The HCMV^neg individuals and those with high or low fractions of NKG2C-expressing NK cells were pooled to assess responsiveness of NK cells from HCMV^neg and HCMV^pos subjects infected with HIV to HCMV-related cytokines. The mean increase in ADCC mediated by HCMV-related cytokines (24%) was similar to that seen in the HIV-naïve group and was not significantly different from the mean 14% increase elicited by recombinant IFN-α2 alone (Figure 4A). Neither HIV-infection nor adaptation to HCMV infection appeared to affect NK cell responsiveness with acute exposure to IFN-α2. Median levels of NK cell ADCC measured from HIV-infected individuals were also unrelated to either HCMV serostatus or NK cell adaptation to HCMV infection (Figure 4B). Adaptation to HCMV infection had little effect on the capacity of NK cells from HIV-infected individuals to respond to acute IFN-α2 exposure or to mediate ADCC.
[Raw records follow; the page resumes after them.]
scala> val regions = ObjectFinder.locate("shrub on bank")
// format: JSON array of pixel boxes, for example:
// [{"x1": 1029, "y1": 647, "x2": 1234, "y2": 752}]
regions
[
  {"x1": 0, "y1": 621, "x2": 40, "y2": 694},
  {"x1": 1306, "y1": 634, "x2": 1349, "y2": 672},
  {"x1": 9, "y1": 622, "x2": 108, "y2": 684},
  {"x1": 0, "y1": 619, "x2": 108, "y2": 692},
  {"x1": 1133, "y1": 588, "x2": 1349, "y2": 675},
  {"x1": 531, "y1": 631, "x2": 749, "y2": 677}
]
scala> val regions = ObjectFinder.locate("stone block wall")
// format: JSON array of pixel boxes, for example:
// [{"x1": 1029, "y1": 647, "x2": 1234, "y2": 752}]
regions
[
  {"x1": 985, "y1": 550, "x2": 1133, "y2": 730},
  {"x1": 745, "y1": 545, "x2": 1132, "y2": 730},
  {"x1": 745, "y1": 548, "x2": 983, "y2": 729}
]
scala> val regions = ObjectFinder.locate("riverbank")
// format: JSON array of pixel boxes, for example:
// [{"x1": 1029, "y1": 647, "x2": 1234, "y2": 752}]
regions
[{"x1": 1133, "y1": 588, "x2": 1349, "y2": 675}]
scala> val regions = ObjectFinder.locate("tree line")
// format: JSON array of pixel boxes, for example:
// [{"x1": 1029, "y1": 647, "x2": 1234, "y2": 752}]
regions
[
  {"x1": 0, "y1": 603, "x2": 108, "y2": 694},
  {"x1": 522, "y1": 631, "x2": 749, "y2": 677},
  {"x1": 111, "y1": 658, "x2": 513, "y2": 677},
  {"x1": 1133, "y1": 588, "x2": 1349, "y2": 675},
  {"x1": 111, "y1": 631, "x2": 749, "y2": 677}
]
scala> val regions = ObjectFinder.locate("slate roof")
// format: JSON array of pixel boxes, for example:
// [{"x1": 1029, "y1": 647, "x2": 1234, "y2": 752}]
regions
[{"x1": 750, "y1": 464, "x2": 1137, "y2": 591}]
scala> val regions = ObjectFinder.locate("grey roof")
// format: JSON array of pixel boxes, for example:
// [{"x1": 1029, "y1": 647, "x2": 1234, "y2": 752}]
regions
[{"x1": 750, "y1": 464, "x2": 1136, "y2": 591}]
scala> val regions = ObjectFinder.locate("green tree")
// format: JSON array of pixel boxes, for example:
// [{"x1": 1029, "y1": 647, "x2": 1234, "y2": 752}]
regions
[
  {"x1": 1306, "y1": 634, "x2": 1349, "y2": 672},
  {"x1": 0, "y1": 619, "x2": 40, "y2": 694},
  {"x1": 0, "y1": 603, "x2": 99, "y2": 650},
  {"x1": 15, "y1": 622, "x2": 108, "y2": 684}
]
Effects of HCMVsn and IFN-α2 on ADCC of NK cells from HIV-infected individuals. **(A)** ADCC within the HIV-infected group was measured in ⁵¹Cr release assays over 5 h at E:T 30:1 in the presence of a 1:5 dilution of HCMVsn or 20 pg/mL recombinant human IFN-α2 as previously described and compared to untreated conditions (n = 21). **(B)** Baseline ADCC levels were compared between the three groups of HIV-infected individuals distinguished by HCMV serostatus and fraction of NK cells expressing NKG2C. Error bars represent median with IQR, performed in duplicate with conditions compared using Wilcoxon signed-rank test.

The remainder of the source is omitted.